Inspirational Interview with Author & Entertainer, Ace Antonio Hall
How long did it take you to get to where you are now?
I quit my job as an educational director for the Sylvan Learning Center, got a more flexible job in entertainment, tossed out my social life, and spent 10-11 hours a day on the weekends writing, I woke up every morning at 4 a.m. to write during the weekday prior to work.
I joined a writing society and critique group and went to many writing conferences and workshops. That was in 2008. Three years later, I sold my novel, and the next and fourth year of that journey, my YA zombie novel, Confessions of Sylva Slasher, was traditionally published.
Of course, I might add that I was on an accelerated track because I had a degree with a background in writing. Without that, I’m sure it would’ve taken double the time.
What struggles did you encounter in order to become successful doing what you love?
When I was teaching English in NYC, I thought I knew what I was doing. I had a degree in fine arts, majored in screenwriting and just knew I had a handle on writing. I challenged myself to write my first novel.
The literary agent who read my first novel told me that it was what they called in the literary industry a “kitchen sink” book. Because it had everything in it but the kitchen sink. With confidence, I said, of course! It has zombies, spies, natural disasters, science fiction and horror. Everything anyone could want in a novel! I was sadly mistaken. I had to learn how to focus on one genre.
Sure, any good novel may have elements of a variety of genres, but the core story is driven by one particular kind. I started reading novels only in the genre I wanted to write in so that I could gain an innate sence of tropes, cliches, themes, tones, mood, what was overdone, and what was spoofed.
With my second novel, it was made known to me that my characters were lifeless. My revision of that novel came back with criticism of having poor narrative. And then there was the whole having a good plot thing.

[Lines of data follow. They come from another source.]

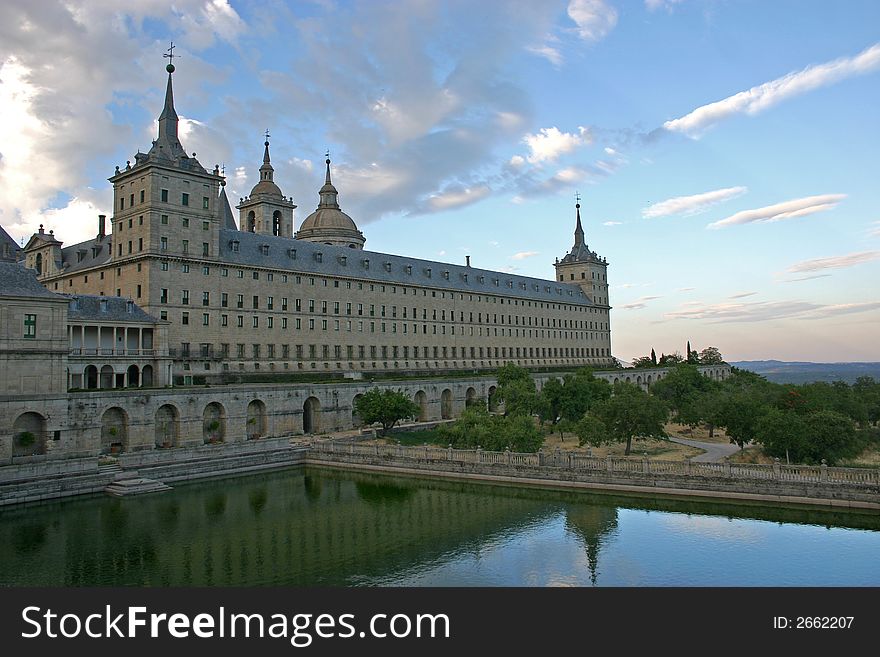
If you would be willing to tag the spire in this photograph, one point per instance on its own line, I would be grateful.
(266, 171)
(328, 193)
(578, 230)
(168, 118)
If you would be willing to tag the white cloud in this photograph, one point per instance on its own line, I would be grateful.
(668, 5)
(834, 262)
(594, 18)
(761, 97)
(695, 204)
(639, 303)
(550, 53)
(768, 311)
(456, 198)
(549, 143)
(800, 207)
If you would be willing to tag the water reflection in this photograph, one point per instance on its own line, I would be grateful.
(306, 527)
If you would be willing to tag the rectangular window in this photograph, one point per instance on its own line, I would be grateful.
(30, 327)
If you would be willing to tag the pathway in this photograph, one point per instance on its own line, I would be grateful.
(713, 451)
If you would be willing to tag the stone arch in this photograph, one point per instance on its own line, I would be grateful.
(90, 378)
(421, 399)
(446, 404)
(114, 431)
(355, 418)
(167, 426)
(493, 402)
(29, 434)
(312, 415)
(214, 423)
(107, 376)
(257, 422)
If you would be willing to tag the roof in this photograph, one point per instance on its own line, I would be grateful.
(9, 248)
(84, 255)
(300, 256)
(110, 309)
(17, 281)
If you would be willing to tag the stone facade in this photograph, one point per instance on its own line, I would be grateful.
(251, 299)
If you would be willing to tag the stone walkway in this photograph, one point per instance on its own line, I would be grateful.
(713, 451)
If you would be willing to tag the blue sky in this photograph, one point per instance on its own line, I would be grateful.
(725, 152)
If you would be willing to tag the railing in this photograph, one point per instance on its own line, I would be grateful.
(579, 462)
(92, 351)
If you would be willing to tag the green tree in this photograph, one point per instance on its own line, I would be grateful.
(629, 413)
(516, 389)
(682, 390)
(386, 407)
(710, 356)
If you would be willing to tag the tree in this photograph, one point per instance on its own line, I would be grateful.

After writing my third novel, and having taken a few writing workshops and sitting in many writing conference panels, I began learning the craft. Once I polished my third novel and ran it through two editors, I sold my novel quickly, gaining interest within fifteen minutes of submissions.
How do you deal with fear, doubt and worry?
I embrace fear, ignore doubt and don’t worry.
Many times, my anxiety comes from being rejected or misunderstood. However, the more I’ve written, now well over a million words, and the more I actually get a pen and paper out and study writing, I’m becoming more seasoned.
There was a time when members of my critique group or even an editor may ask a question that intimidated me. That was before I learned to make choices, and I understood that as long as the choices I made were true to my story, were credible or backed by sound ideas, I no longer was intimidated by a question for my motives. I answered with a certain confidence that came from developing my characters and strong world-building.
“I’m looking forward to breathing my passion into words and bringing them to life.”
-Ace Antonio Hall
Who or what inspires you to stay motivated?
A friend of mine once said, “I read to inhale, write to exhale.” Reading is the number one motivator to my writing. After finishing a good horror novel, it makes me want to write a good story.
I’ve always been a storyteller. Even when I had shoulder-length blond dreads and sung as a frontman for a alt rock group, my lyrics were essentially stories. I love being imaginative and coming up with strange circumstances to put a character into.
I think at this stage of my writing, I can’t help it. I hear characters running dialogue in a scene I’m working on, when I’m driving or going for a run, and I awake most mornings with an idea or scene to flesh out in my stories.
What motivates me is the process. God, I love the process of coming up with ideas, doing a bit of research for places, people or things I don’t know much about. And man, do I love seeing a finished product of my writing. I love words. Especially, if they tell a story.